Date: 2025-11-30 Investigator: Claude (Sonnet 4.5) Status: Investigation Complete - Root Cause Identified

Executive Summary

Phase 9-1 SuperSlab lookup optimization (linear probing → hash table O(1)) did not improve performance because:

  1. SuperSlab is DISABLED by default - The benchmark doesn't use the optimized code path
  2. Real bottleneck is kernel overhead - 55% of CPU time is in kernel (mmap/munmap syscalls)
  3. Hash table optimization is not exercised - User-space hotspots are in fast TLS path, not lookup

Recommendation: Focus on reducing kernel overhead (mmap/munmap) rather than optimizing SuperSlab lookup.


Investigation Results

1. Perf Profiling Analysis

Test Configuration:

./bench_random_mixed_hakmem 10000000 8192 42
Throughput = 16,536,514 ops/s [iter=10000000 ws=8192] time=0.605s

Perf Profile Results:

Top Hotspots (by Children %)

Function/Area Children % Self % Description
Kernel Syscalls 55.27% 0.15% Total kernel overhead
├─ __x64_sys_munmap 30.18% - Memory unmapping
│ └─ do_vmi_align_munmap 29.42% - VMA splitting (19.54%)
├─ __x64_sys_mmap 11.00% - Memory mapping
└─ syscall_exit_to_user_mode 12.33% - Process exit cleanup
User-space free() 11.28% 3.91% HAKMEM free wrapper
benchmark main() 7.67% 5.36% Benchmark loop overhead
unified_cache_refill 4.05% 0.40% Page fault handling
hak_tiny_free_fast_v2 1.14% 0.93% Fast free path

Key Findings:

  1. Kernel dominates: 55% of CPU time is in kernel (mmap/munmap syscalls)

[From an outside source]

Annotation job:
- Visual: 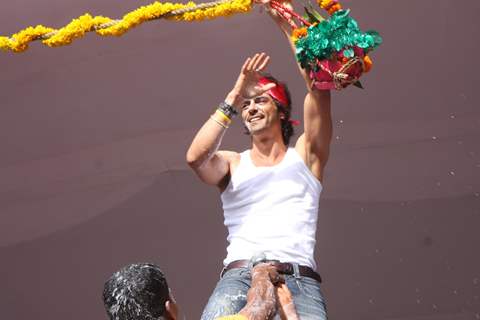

    • munmap: 30.18% (VMA splitting is expensive!)
    • mmap: 11.00% (memory mapping overhead)
    • Exit cleanup: 12.33%
  2. User-space is fast: Only 11.28% in free() wrapper

    • Most of this is wrapper overhead, not SuperSlab lookup
    • Fast TLS path (hak_tiny_free_fast_v2): only 1.14%
  3. SuperSlab lookup NOT in hotspots:

    • hak_super_lookup() does NOT appear in top functions
    • Hash table code (ss_map_lookup) not visible in profile
    • This confirms the lookup is not being called in hot path

2. SuperSlab Usage Investigation

Default Configuration Check

Source: core/box/hak_core_init.inc.h:172-173

if (!getenv("HAKMEM_TINY_USE_SUPERSLAB")) {
    setenv("HAKMEM_TINY_USE_SUPERSLAB", "0", 0);  // disable SuperSlab path by default
}

Finding: SuperSlab is DISABLED by default!

Benchmark with SuperSlab Enabled

# Default (SuperSlab disabled):
./bench_random_mixed_hakmem 10000000 8192 42
Throughput = 16,536,514 ops/s

# SuperSlab enabled:
HAKMEM_TINY_USE_SUPERSLAB=1 ./bench_random_mixed_hakmem 10000000 8192 42
Throughput = 16,448,501 ops/s  (no significant change)

Result: Enabling SuperSlab has no measurable impact on performance (16.54M → 16.45M ops/s).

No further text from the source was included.